Il Comitato dei Diritti per le sex workers vicino a Denisa, Regina: “Non è il “mestiere” che uccide, è l’assenza di tutele”
La domanda “Se sei una sex worker, non è femminicidio?”
“Denisa non era invisibile: uccisa perché sex worker, ignorata perché donna”.
E’ la nota stampa del Comitato dei Diritti per le sex worker, la cui rappresentante, per la Toscana, è Regina Satariano, la nota fondatrice, e presidente, del Consultorio transgender di Torre del Lag, in merito all’omicidio di Denisa, e di Ana.
“A Prato, una donna è stata trovata morta. Si chiamava Denisa. Faceva l’escort, faceva il lavoro sessuale. È stata uccisa. Ancora una volta. Ma non è solo cronaca. Non è un mistero da risolvere, un caso isolato da archiviare. È un femminicidio.Uno di quelli che però non viene chiamato così, solo perché la vittima era una sex worker – si legge nello scritto – . Ogni volta che una lavoratrice del sesso viene uccisa, si parla di “rischi del mestiere”. Si insinua che “sapeva a cosa andava incontro”. Si descrive la vittima come fragile, ai margini, invisibile. Ma invisibile per chi? Invisibile solo per chi sceglie di non vedere”.
Una denuncia forte, quella del Comitato contro l’ipocrisia.
“Le sex worker vengono uccise perché vivono in un sistema che le considera sacrificabili. Le uccide l’assenza di tutele, lo stigma, la criminalizzazione. Le uccide un patriarcato che nega loro voce, diritti, protezione. Non è il lavoro sessuale a uccidere. È lo Stato che le lascia sole. È la società che le ignora fino alla morte, e anche oltre.”
Denisa, per Regina, non era una “vittima annunciata”. Era una donna. Una sorella. Una persona: “Non ci interessa il suo vero nome, né la sua nazionalità. Ci interessa che, come tante, è stata lasciata sola in un sistema che colpevolizza chi non si conforma. Chi ha responsabilità politiche è complice. Complice ogni volta che nega accesso al welfare, alla sanità, alla sicurezza. Complice ogni volta che parla di sex worker senza parlare con le sex worke”r.
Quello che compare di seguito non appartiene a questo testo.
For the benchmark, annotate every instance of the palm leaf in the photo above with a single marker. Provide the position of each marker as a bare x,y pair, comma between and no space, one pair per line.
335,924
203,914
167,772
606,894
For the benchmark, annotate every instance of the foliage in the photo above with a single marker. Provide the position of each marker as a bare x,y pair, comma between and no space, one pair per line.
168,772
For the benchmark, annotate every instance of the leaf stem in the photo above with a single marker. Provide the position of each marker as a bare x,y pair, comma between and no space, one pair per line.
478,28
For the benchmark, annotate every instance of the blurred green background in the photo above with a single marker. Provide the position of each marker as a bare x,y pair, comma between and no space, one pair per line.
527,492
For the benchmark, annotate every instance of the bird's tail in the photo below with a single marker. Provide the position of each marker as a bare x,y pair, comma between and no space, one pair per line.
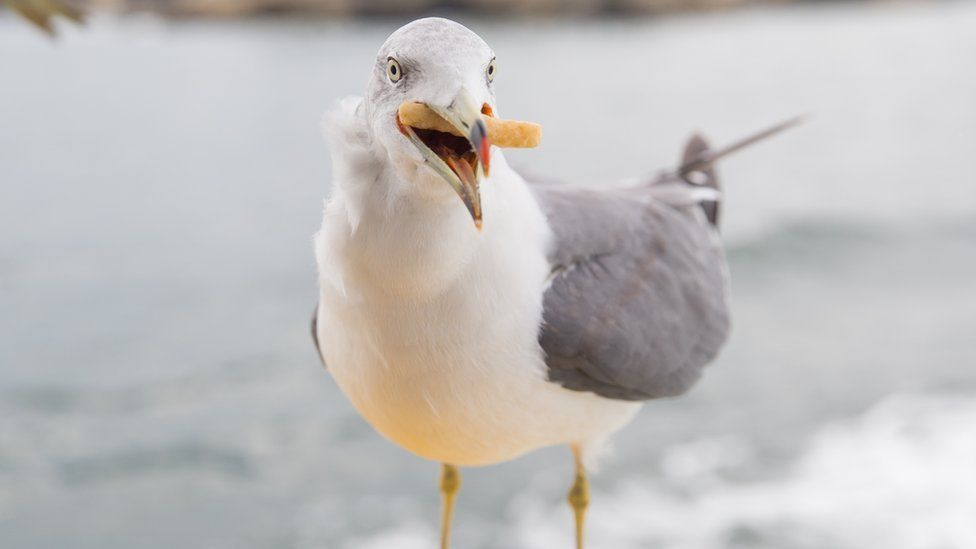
698,163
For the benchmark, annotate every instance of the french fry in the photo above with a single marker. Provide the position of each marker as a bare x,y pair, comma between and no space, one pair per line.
501,133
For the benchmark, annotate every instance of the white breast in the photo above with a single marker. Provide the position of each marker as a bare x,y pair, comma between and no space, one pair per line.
430,328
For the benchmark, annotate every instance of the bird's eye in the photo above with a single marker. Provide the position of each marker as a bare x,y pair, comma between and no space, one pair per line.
393,69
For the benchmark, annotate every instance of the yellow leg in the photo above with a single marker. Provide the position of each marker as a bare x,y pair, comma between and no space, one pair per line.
579,496
450,484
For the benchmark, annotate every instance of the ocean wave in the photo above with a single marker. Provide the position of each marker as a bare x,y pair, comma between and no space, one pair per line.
901,476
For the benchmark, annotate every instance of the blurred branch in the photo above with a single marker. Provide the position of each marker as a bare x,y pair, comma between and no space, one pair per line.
42,12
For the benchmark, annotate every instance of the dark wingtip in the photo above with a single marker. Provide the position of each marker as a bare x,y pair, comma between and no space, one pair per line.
697,147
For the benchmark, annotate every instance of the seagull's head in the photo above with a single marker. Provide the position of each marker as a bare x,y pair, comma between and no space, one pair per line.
450,69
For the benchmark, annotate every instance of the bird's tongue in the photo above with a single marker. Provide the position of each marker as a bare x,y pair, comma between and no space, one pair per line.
466,174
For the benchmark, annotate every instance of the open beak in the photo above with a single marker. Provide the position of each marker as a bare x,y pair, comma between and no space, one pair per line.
462,161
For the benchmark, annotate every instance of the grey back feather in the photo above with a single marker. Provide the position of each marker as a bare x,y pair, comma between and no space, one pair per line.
637,304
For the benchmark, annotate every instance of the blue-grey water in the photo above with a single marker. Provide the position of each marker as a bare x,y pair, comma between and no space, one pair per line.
160,182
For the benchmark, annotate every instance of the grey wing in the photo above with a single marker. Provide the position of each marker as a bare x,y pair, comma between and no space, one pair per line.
637,304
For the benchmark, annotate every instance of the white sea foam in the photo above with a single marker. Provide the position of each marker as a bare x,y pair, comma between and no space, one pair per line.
902,476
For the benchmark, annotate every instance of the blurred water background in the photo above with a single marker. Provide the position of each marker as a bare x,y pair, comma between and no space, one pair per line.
160,181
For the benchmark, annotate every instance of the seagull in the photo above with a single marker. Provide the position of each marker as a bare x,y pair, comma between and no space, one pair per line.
471,315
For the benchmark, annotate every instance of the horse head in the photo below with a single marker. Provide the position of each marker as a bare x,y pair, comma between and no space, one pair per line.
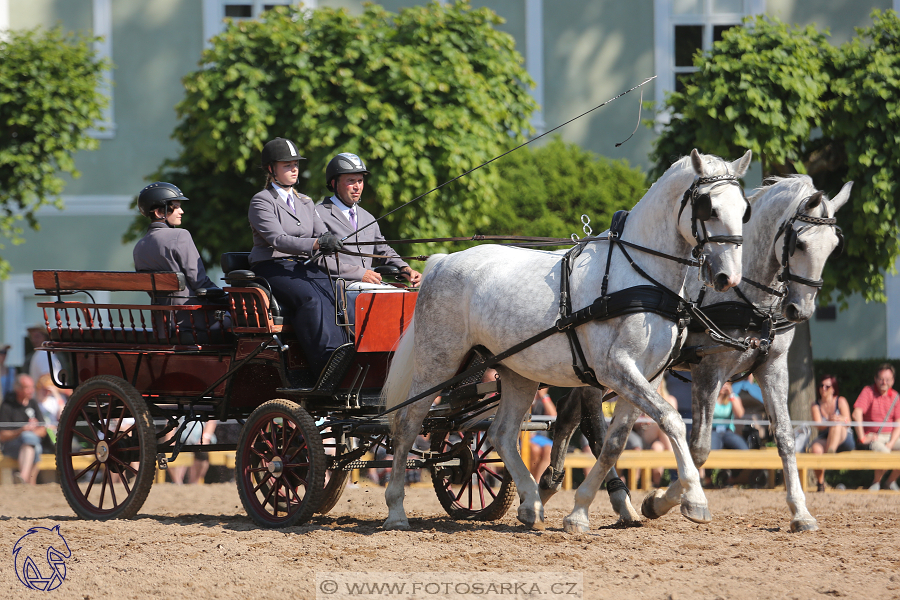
804,242
711,217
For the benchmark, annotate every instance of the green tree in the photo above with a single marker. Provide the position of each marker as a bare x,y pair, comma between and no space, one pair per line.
48,102
544,192
422,96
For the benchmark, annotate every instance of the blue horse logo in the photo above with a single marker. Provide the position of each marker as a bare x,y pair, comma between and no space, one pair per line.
40,558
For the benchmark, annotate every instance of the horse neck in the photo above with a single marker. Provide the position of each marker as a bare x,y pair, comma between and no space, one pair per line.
653,223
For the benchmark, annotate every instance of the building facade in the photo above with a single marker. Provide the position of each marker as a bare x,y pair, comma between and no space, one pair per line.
579,52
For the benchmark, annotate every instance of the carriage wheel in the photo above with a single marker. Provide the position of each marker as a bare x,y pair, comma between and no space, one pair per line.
106,449
280,465
476,489
337,480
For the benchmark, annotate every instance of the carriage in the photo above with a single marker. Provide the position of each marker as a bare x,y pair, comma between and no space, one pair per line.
142,374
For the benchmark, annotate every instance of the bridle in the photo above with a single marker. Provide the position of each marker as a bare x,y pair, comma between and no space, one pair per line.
701,211
789,246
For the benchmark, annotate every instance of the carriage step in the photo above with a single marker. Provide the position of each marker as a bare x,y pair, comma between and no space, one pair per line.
387,464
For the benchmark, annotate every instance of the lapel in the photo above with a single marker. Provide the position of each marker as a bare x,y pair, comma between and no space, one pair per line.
281,205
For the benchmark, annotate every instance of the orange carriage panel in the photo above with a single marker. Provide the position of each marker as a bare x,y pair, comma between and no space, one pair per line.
159,374
381,319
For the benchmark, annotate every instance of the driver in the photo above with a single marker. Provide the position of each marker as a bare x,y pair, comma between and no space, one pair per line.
345,176
166,247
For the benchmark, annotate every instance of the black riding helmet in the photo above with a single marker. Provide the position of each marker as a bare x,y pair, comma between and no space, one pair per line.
341,164
158,195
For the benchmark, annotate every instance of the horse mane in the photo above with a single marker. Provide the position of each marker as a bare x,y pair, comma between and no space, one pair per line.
799,188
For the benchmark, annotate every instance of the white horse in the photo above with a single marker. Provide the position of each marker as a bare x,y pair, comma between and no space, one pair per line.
496,297
791,235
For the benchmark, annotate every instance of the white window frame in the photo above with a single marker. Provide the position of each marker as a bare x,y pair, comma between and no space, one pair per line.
105,128
214,13
15,326
664,22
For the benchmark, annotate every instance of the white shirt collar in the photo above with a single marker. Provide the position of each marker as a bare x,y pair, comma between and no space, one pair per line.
345,210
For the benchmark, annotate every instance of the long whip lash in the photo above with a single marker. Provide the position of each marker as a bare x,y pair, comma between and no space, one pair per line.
649,79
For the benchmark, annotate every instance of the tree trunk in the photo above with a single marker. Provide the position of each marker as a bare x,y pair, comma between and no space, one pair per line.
802,390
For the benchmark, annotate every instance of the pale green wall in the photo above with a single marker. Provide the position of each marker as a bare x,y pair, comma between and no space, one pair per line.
858,332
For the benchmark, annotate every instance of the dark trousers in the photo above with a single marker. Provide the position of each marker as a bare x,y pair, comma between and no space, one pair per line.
307,302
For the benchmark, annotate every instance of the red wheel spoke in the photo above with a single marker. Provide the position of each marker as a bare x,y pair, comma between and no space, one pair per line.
88,468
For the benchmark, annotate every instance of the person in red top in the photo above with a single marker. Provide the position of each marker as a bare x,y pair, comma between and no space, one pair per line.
879,403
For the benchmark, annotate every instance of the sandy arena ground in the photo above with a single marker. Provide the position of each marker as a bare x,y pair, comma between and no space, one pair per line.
196,542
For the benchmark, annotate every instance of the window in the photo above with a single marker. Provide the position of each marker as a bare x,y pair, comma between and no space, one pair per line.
681,28
216,11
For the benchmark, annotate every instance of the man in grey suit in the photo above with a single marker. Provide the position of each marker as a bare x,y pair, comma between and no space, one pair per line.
345,176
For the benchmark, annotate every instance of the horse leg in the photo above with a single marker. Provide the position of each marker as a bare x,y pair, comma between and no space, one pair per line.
705,383
773,381
568,415
516,398
614,442
619,496
407,423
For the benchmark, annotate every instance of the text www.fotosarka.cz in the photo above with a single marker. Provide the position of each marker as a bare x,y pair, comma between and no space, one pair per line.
456,586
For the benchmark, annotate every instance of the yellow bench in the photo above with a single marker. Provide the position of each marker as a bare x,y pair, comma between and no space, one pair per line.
48,463
766,459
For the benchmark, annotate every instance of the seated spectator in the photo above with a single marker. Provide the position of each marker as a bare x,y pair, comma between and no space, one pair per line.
728,407
653,437
194,435
23,428
541,444
831,406
878,404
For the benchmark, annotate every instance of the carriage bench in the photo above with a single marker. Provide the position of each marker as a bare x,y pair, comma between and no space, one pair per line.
764,458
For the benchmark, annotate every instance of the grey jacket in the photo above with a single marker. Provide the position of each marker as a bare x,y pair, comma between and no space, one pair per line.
279,233
166,248
354,267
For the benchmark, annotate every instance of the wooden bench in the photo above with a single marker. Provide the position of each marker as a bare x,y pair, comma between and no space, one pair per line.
643,461
48,463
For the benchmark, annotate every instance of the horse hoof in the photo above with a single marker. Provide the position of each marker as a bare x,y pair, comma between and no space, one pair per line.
530,518
698,513
573,526
398,525
808,524
647,507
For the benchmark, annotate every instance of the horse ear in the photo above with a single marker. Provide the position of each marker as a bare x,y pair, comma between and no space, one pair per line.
697,162
841,199
740,166
814,200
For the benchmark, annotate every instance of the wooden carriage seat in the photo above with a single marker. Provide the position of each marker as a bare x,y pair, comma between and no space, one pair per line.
238,274
114,323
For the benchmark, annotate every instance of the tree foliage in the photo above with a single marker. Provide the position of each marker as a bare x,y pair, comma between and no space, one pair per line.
48,102
544,192
804,106
421,96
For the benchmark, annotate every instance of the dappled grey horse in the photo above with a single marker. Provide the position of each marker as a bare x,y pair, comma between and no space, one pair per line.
791,235
496,297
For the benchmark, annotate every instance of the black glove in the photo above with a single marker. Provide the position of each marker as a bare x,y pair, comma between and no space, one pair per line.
329,243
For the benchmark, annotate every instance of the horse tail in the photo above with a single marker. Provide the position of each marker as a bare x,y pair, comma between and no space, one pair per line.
399,379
Il Comitato rilancia richieste chiare, urgenti, non più rimandabili: “decriminalizzazione del lavoro sessuale, riconoscimento pieno dei diritti delle sex worker, protezione concreta, reale, non assistenzialista, contrasto allo stigma culturale e mediatico, formazione sul consenso, la libertà sessuale, la diversità delle scelte”.
“Siamo in lutto. Ma non ci fermiamo. Lottare per Denisa significa lottare per tutte. Fino a quando giustizia e libertà non saranno reali – conclude il Comitato -. Denisa era una donna. Non un corpo. Non una sigla. Uccisa non dal suo lavoro, ma dall’indifferenza. E noi non possiamo più permettercelo”.